I am starting to do the rough drafts of my bussiness plan. I am hoping to open up a pet store. I dont even like calling it that, its more of a home away from their home! I dont have money and location all figured out but here are some of the plans!

-I have a reptile specialist
-There will never be more animals there then can be socialized, every animal we have must be socialized personally dailyat proper times.
-Set ups will be proper 
-There will be a fenced yard in back of shop for pups to run around with potential buyers
-Anyone who works there will have knowlege on all animals there
-I will work very closely with rep breeders.
-Special orders are possible
-NO ONE will be able to com ein one day and buy and buy a dog, cat, reptile , or hedgie just because. It will require a personal effort to come see the animals and do proper research.
-I will educate with all my best knowlege on animals people are buying
-There will be sections dedicated to PROPER care, food, accesoriesfor each individual animal.
-We will set up all starter kits when we recieve and animal and that is the kit you will get when you buy the animal ( to avoid constant jump home for them)
-Going away? We will pet sit!
-Allergies and things didnt work out, we will help you out.
-Close and personal expirence

Theres so much more, but thepoint of it is that we care. I have such a huge passion for animals and i want to show that with time effort and love for what you do a pet store can run so well. I want to have socalized pets, i want to have great breeders to work with, build relahionships with customers. This is to be a homey place for all.

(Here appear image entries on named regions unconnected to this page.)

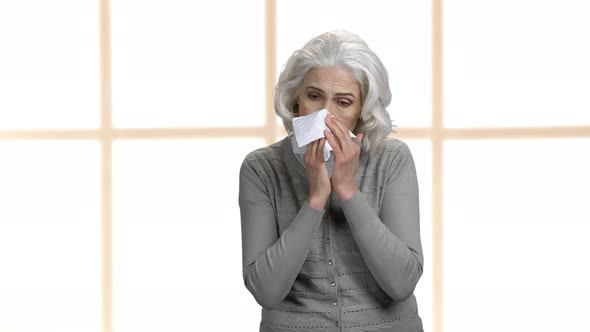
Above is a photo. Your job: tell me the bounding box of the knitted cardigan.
[239,137,423,332]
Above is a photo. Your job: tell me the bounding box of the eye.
[337,99,352,107]
[307,92,320,101]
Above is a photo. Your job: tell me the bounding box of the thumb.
[356,133,365,143]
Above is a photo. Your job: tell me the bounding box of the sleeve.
[342,144,424,301]
[238,161,324,307]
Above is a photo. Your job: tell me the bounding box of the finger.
[304,142,315,163]
[324,129,342,159]
[316,138,326,163]
[352,133,365,146]
[326,115,351,150]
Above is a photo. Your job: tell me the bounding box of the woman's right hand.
[303,138,332,211]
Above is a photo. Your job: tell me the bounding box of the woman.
[239,31,423,332]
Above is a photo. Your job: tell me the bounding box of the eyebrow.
[306,85,356,99]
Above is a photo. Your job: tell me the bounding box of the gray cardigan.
[239,137,424,332]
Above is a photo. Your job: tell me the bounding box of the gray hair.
[274,30,392,151]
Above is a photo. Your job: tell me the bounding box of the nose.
[324,101,337,114]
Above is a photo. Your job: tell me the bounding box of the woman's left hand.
[324,114,363,202]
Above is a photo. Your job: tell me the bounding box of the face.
[297,67,362,131]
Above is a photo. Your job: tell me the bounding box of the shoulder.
[244,140,283,164]
[375,137,412,158]
[242,137,288,176]
[372,137,415,180]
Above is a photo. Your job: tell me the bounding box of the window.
[0,0,590,332]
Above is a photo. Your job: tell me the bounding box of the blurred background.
[0,0,590,332]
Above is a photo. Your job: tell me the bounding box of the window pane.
[0,141,101,332]
[444,139,590,332]
[403,139,432,331]
[113,138,264,332]
[277,0,432,127]
[0,0,100,129]
[444,0,590,127]
[111,0,265,127]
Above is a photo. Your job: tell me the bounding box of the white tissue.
[293,108,356,161]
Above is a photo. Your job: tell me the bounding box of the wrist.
[334,186,357,202]
[306,196,328,211]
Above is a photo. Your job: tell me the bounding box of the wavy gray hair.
[274,30,393,152]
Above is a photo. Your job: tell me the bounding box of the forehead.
[303,67,360,95]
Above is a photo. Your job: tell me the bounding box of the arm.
[342,145,424,301]
[239,161,324,307]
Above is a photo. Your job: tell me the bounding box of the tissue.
[293,108,356,161]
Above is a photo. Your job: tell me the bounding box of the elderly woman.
[239,31,423,332]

Some people have said im insane it will not work, but im still going to try i want to see a change!


----------



## Lilysmommy (Jan 7, 2009)

That sounds like a VERY cool idea!! I really want to do something similar someday - do a holistic/natural kind of pet store, with proven, safe, owner-recommended supplies only (for example, no Silent Spinner wheels sold! And would like to stock things like Larry's wheels), and only healthy foods, as well as maybe some homemade diets. I want to have some animals in mine, but they'd all be rescued animals looking for new homes.

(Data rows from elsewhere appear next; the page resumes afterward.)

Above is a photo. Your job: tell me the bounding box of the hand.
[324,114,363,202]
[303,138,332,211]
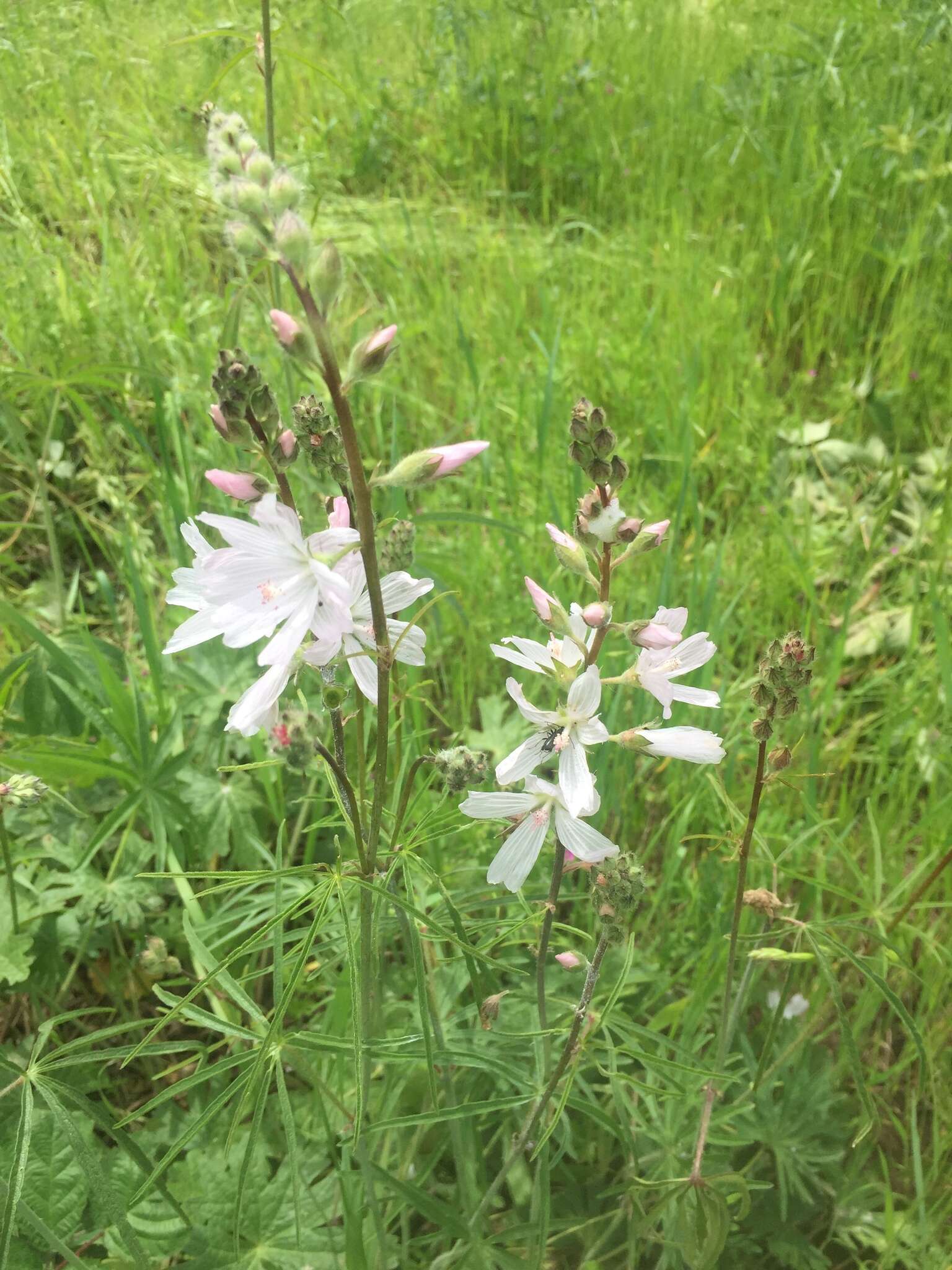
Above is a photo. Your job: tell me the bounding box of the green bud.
[232,180,268,221]
[311,239,344,314]
[0,772,47,808]
[138,935,182,979]
[274,211,311,268]
[591,428,618,457]
[268,170,301,216]
[750,719,773,740]
[379,521,416,573]
[612,455,628,491]
[585,458,612,485]
[245,150,274,185]
[433,745,488,794]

I say it sounds totally awesome, and wish I were close enough to come check it out! It may be difficult to get started, like every small business, but I feel like it could definitely work, especially in the right area, if there's a lot of animal-loving people around. A store like that, seems like you might get people from further away as well. Good luck and you should keep us updated on here with your progress!


----------



## AnnabellasMomma (Oct 30, 2012)

Thank you very much!! It is going to be about a 3 year in the making Hopefully one day people can come check it out form here BRING THE HEDGIES!!


----------



## alexvdl (Dec 19, 2012)

That's a pretty cool idea. Are you working with the various breeders in the area? If you are, are you buying from them, or is it more like a consignment store arrangement where Cactus Mouse Hedgehog breeders keep some of their animals there, so that anyone coming in has a variety of animals to look at?


----------



## moxieberry (Nov 30, 2011)

The one thing you're going to have a problem with is the breeders. I don't know any reputable breeders who will sell to pet stores, period. I sure won't, doesn't matter how good the store/owner's intentions are, because they're my babies and I have to be directly involved in screening and educating potential owners.


----------